It was a chilly night, clear but tending to mist in the hollows. Eliot and Dunbar were bright with lit windows and noisy with music and laughter. The road up past the lilac maze seemed very steep, and once they had passed the tangle of bushes, there was a vast silence in which their every step made Janet's scalp twitch.

"Damn!" said Molly, as they started down the long hill to the highway.

"Shhh! What?"

"We forgot the fucking flashlights."

"We always do. It's okay. I don't want anybody to see me coming."

The grass of the hill was soaking wet. The highway seemed impossibly wide. Janet broke into a run to cross it, and then skidded to a stop in the gravel. Molly, following, said not a word of protest. It was only eleven o'clock, they had come in plenty of time, in case the legions of Faerie kept a different time in this matter, as they certainly did in others.

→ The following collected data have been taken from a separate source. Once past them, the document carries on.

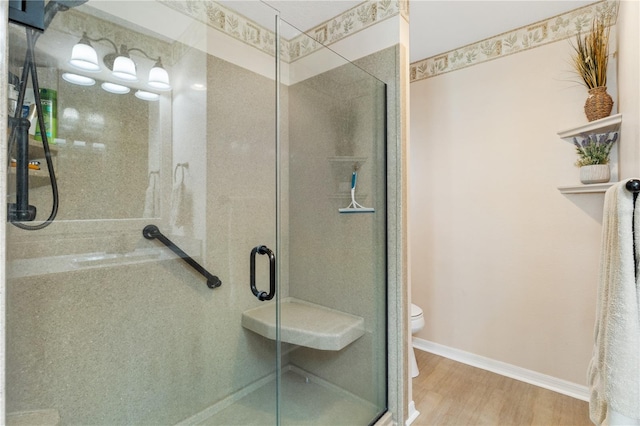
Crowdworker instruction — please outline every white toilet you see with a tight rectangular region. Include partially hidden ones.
[409,303,424,377]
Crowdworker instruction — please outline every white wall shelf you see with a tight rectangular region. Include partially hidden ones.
[558,114,622,194]
[558,114,622,139]
[558,182,615,194]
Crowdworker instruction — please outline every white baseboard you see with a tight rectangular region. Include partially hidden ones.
[413,337,589,401]
[404,401,420,426]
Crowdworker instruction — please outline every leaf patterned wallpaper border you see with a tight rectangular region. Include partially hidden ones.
[409,0,618,83]
[159,0,409,63]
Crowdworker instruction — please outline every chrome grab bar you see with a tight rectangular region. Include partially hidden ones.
[249,246,276,300]
[142,225,222,289]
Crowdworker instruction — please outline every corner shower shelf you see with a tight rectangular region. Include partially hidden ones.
[242,297,364,351]
[558,114,622,194]
[558,182,615,194]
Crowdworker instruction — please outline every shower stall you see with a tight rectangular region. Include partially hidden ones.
[5,0,388,425]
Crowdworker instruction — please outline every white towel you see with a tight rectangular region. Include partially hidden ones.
[588,181,640,425]
[142,172,160,217]
[169,163,191,228]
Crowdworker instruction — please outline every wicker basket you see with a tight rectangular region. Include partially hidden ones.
[584,86,613,121]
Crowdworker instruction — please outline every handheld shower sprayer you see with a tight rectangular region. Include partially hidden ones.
[7,0,87,231]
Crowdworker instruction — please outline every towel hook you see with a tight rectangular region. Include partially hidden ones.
[625,179,640,283]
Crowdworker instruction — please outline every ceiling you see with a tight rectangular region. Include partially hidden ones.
[265,0,594,62]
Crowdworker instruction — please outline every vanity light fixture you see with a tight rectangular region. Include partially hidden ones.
[69,33,100,72]
[69,33,171,91]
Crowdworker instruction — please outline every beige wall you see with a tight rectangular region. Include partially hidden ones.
[410,2,638,384]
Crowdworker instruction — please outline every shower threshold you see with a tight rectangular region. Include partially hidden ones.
[179,366,379,426]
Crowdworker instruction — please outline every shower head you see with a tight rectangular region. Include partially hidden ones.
[44,0,88,29]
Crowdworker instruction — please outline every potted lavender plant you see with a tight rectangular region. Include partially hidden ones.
[573,132,618,184]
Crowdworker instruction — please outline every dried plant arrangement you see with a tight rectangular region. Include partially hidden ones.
[573,17,611,89]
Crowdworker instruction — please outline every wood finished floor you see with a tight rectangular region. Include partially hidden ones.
[412,350,592,426]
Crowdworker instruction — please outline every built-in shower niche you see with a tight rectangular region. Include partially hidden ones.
[242,297,364,351]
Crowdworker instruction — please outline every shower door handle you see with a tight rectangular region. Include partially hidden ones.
[249,246,276,300]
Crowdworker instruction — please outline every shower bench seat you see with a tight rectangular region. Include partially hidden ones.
[242,297,364,351]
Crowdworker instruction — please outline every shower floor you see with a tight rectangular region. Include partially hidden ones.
[192,369,379,426]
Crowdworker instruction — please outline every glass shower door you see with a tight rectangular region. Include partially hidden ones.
[6,0,280,425]
[278,20,387,426]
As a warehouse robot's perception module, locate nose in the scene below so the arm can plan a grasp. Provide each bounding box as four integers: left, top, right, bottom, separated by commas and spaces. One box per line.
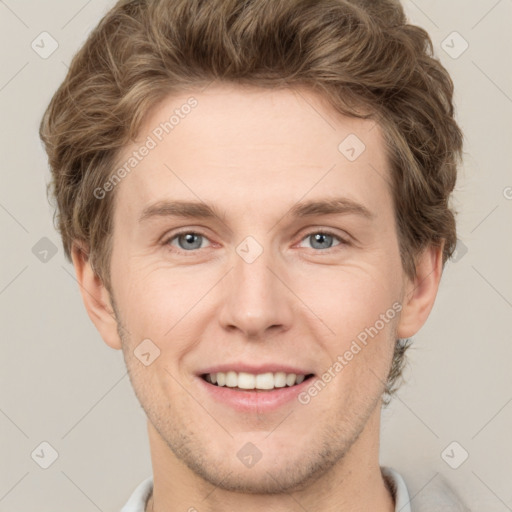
219, 241, 293, 340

"Do we hide in the bushes, or block the bridge and yell at them to stand and deliver?"

said Molly.

It was clear which she preferred. Janet said, "We'd better hide in the bushes. The white horses come last, and I don't know what Medeous would do if she saw us."

They crawled into the bushes and sat shivering under Janet's old green blanket. Janet's ears kept turning the distant sounds of revelry into bagpipe music; but when it finally came, there was no mistaking it. It was rather labored, and definitely some sort of march, not the Ceol Mohr.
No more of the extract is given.